For an arthropod, ticks can live a pretty long time — up to two years, according to Emily Struckhoff, vector-borne disease program specialist with the Penn State Extension in University Park, Pennsylvania.

So what a mild winter might mean is that ticks can be active outside of the warmer months.

“They can be out searching for something to bite anytime the temperature is above about 40 degrees or so,” Struckhoff told me.

The statistics bear out that we just finished another mild Lehigh Valley winter. Temperatures during the climatological winter from December 2023 through February 2024 averaged 3.1 degrees Fahrenheit above normal, according to National Weather Service data.

Snow-wise, our official total for the fall and winter through February totaled 25.2 inches, which was pretty close to normal — just 1.1 inches shy of what we should see for that timeframe, according to NWS meteorologist Michael Silva. The year before, the official Lehigh Valley 2022-23 snowfall totaled a paltry 6.3 inches.

The DEP cites studies that show only around 20% of the tick population die off in colder winters. What can take its toll is when a winter features a relative abundance of changes from warm to very cold seem, according to the department: “The applied rationale is that warmer temperatures lure ticks to the forest surface or onto vegetation, and the quick onset of cold then kills them before they can reach safe-haven in soil or leaf litter.”

A tick will spend about 95% of its life down in the soil and leaf litter, the Penn State Extension’s Struckhoff said.

“It’s when we have these warmer days that they come out,” she said.

In April, the DEP and its grant-funded county partners will begin statewide tick surveys, according to Shader, the department spokesman. This survey aims to track the expansion of invasive ticks, as well as targeting nymphal deer ticks. The nymphs will be tested for pathogens that cause human illness including Lyme disease.

Will ticks be worse this year after another mild winter in the Lehigh Valley?

Relative sizes of several ticks that commonly bite humans at different life stages.U.S. Centers for Disease Control and Prevention

The mildness of winter potentially linked to climate change in general could lead to earlier emergence of some of the invasive ticks that Pennsylvania is home to, such as the Asian longhorned tick, Shader said.
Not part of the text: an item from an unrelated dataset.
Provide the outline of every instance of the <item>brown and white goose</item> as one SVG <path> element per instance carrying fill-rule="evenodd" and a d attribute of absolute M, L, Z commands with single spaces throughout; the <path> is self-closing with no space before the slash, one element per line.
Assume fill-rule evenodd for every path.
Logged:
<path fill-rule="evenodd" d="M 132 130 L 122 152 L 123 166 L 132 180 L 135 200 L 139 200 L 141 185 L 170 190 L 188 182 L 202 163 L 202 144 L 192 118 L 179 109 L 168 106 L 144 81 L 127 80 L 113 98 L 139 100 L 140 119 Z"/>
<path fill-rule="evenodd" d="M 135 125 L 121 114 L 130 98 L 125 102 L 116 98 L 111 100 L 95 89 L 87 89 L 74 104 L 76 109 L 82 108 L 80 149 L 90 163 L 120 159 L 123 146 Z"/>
Like blacklegged or deer ticks, Asian longhorned ticks have been collected from the environment in Pennsylvania that were positive for the causative agents of Lyme disease and anaplasmosis.
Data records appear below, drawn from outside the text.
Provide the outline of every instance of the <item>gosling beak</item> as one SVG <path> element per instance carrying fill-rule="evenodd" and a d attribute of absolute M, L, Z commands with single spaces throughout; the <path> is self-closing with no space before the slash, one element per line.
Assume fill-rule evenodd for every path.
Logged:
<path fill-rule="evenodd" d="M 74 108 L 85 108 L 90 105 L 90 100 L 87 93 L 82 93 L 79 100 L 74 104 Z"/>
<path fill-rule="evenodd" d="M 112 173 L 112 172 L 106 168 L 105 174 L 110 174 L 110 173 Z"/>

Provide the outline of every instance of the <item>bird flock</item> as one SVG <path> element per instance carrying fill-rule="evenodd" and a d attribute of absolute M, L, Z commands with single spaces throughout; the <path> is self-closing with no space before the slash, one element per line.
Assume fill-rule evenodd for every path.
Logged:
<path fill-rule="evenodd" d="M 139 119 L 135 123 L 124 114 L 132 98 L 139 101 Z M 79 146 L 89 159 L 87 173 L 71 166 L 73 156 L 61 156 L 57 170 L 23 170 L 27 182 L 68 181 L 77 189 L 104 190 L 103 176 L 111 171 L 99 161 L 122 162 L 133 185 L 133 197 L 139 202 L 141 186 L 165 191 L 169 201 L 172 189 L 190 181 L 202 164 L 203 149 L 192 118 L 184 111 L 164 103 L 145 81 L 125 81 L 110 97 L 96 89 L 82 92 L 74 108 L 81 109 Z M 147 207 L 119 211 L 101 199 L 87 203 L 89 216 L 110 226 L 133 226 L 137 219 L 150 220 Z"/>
Both of these illnesses can cause early signs and symptoms like fever, chills, headache, fatigue, and muscle or joint aches. Later complications of anaplasmosis can be life-threatening. A Lyme infection left untreated can spread to joints, the heart and the nervous system.
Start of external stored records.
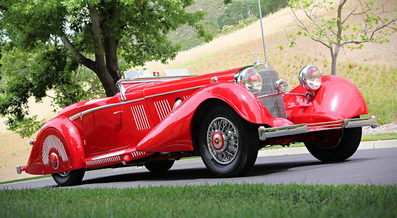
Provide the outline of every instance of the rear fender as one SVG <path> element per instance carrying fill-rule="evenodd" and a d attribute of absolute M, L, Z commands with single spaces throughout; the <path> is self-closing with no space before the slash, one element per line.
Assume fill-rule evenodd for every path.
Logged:
<path fill-rule="evenodd" d="M 193 118 L 202 103 L 211 99 L 225 102 L 251 123 L 274 126 L 273 121 L 277 119 L 260 101 L 244 87 L 230 81 L 218 81 L 202 87 L 184 101 L 143 138 L 137 146 L 137 150 L 193 150 Z"/>
<path fill-rule="evenodd" d="M 305 92 L 299 86 L 289 92 Z M 309 100 L 292 95 L 283 98 L 287 118 L 295 124 L 340 120 L 368 114 L 360 91 L 349 81 L 335 76 L 322 76 L 321 86 Z"/>
<path fill-rule="evenodd" d="M 84 152 L 79 128 L 63 116 L 48 121 L 34 142 L 25 172 L 42 175 L 83 168 Z"/>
Ticks cause other illnesses like Powassan virus that can be transmitted in as little as 15 minutes after tick attachment and Rocky Mountain Spotted Fever, which can be rapidly fatal if not treated within the first five days after symptoms occur. An infection of Babesiosis spread by deer ticks can range from asymptomatic to life-threatening. Ehrlichiosis is spread by deer ticks and lone star ticks and causes fever, chills, headache, muscle aches and sometimes upset stomach. And the list of problems goes on, including the meat allergy alpha-gal syndrome that is caused by tick spit.

“It is imperative that people take precautions when enjoying the outdoors to limit their contact with ticks,” Shader said, offering up the following suggestions to reduce the risk of coming in contact with ticks and contracting tick-borne illnesses:

  • Use permethrin spray on clothing (good for 6 washes) to kill ticks.
  • Use repellent containing DEET or others approved by U.S. Environmental Protection Agency.
  • Wear light-colored clothing.
  • Tuck shirts into pants and pants into socks.
  • Perform regular tick checks while in the field.
  • Walk in the center of trails away from edge vegetation.
  • Check yourself and pets for ticks when arriving home.
  • Put clothes in the dryer on high heat.
  • Shower after coming home.
  • Remove any ticks that are attached as soon as possible.